Catalytic oxidation mechanism of oxy-nitrogen species (NOx) in FeSO4 electrolyte

The effect of small concentrations of nitrite on the oxidation of ferrous ions in sulfuric acid under oxygen pressure at 25 °C was investigated. A mathematical model of the rate of chemical reaction was developed to simulate the concentration versus time trajectories of the prominent species in the system in parallel with previous thermodynamic and kinetics investigations on related systems. The simulations were performed by employing the COMSOL Reaction Engineering Lab Module to find numerical solutions for the model equations. The reaction scheme consists of eight principal reactions: three describing the oxidation of ferrous ions by oxy-nitrogen species, one the formation of the Fe(NO)2+ complex, and four additional reactions that summarize the chemistry of oxy-nitrogen species in acidic solutions. The optimal NaNO2 (HNO2) concentration was determined to be 4.5 mM based on an objective function designed on the basis of two competing considerations: the cost of the nitrite reagent as manifested by the feed concentration employed in the processing scheme, and the processing costs as determined by the time needed to achieve 99.9% oxidation of ferrous ions.

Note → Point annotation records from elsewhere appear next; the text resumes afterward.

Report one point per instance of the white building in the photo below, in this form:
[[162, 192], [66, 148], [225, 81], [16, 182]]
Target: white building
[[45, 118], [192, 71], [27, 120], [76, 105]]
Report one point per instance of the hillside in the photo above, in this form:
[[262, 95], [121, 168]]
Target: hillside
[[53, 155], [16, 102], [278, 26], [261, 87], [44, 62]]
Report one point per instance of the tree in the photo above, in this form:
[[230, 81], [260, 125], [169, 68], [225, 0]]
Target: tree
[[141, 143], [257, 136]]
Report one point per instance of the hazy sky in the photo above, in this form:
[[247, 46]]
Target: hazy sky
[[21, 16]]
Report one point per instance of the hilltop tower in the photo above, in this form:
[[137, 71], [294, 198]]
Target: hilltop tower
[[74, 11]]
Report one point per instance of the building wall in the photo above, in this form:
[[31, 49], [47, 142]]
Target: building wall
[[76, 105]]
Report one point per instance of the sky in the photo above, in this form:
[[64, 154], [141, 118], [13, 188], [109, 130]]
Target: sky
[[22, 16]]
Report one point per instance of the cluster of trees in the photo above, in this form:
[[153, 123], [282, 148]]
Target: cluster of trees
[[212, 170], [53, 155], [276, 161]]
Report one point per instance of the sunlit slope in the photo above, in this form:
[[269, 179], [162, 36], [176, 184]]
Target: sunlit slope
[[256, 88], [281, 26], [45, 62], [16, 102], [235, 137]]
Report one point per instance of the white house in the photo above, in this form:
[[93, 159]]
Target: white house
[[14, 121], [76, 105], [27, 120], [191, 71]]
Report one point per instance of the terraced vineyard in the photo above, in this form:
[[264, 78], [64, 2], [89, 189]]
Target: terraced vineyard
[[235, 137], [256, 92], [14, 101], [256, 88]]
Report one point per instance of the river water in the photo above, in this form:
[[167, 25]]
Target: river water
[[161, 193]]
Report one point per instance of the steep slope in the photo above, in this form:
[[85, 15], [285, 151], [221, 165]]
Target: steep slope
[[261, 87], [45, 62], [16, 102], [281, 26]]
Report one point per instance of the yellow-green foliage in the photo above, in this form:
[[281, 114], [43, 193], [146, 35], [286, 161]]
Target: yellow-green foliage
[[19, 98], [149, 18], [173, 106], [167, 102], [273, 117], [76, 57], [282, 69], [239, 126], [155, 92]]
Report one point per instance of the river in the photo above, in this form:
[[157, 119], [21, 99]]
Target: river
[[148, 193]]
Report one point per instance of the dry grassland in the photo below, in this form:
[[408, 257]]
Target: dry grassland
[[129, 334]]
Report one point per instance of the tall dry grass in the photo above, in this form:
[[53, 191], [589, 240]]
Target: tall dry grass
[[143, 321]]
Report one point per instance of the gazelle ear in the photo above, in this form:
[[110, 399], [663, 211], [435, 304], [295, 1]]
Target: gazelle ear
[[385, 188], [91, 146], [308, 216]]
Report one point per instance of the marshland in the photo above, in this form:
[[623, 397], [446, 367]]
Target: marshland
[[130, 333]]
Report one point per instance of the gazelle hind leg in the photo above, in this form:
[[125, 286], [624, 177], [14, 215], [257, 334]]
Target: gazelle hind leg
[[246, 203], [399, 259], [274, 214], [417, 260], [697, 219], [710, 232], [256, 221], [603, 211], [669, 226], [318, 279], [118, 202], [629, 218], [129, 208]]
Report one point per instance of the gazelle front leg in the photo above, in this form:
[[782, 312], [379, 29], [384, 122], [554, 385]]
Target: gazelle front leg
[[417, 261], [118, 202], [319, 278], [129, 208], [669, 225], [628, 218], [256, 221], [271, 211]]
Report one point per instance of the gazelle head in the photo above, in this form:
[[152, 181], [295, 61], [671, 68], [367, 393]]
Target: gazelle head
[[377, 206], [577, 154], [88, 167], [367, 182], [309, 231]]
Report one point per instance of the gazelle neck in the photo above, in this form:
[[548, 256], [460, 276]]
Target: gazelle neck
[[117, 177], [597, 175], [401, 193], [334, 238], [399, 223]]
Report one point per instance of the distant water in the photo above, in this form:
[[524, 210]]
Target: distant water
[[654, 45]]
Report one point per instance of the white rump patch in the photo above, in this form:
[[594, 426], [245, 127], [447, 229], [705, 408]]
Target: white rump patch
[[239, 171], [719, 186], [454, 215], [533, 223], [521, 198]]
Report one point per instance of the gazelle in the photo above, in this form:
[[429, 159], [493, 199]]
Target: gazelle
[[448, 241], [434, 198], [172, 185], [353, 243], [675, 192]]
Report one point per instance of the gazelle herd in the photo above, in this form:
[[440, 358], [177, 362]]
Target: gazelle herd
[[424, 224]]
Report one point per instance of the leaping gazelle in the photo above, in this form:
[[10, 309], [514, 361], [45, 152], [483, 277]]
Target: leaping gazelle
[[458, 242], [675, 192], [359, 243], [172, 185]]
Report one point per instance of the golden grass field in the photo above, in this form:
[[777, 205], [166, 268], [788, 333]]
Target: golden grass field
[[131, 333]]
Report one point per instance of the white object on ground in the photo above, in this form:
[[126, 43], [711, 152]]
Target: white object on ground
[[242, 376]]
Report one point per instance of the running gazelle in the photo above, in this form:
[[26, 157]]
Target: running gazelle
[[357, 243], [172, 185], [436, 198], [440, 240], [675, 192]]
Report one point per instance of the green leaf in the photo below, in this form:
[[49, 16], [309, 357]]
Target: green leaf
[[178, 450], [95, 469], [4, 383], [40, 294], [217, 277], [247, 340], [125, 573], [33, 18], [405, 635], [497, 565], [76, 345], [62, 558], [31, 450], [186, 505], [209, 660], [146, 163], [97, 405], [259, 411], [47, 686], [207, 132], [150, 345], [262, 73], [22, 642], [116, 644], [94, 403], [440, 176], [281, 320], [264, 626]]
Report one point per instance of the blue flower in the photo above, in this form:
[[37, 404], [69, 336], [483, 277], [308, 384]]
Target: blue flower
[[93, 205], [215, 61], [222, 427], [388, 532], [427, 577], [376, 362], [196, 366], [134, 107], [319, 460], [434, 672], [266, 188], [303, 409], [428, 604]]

The simulations revealed that the concentration of NOx plays a critical role in determining t99.9, the rate of reaction between nitric oxide and nitrate. In a sulfuric acid electrolyte, nitrous acid disproportionates to produce N2O3, NO, and NO2. Ultimately, all the nitrogen species that evolved in the electrolyte from the sodium-nitrite reagent were oxidized to nitrate NO3- as the oxidation of ferrous ions to ferric ions proceeded to completion. The simulation revealed that a ferrous-nitrosyl complex was produced immediately. Thus, researcher postulates that the majority of the NO species were bound in solution, perhaps as Fe(NO)2+.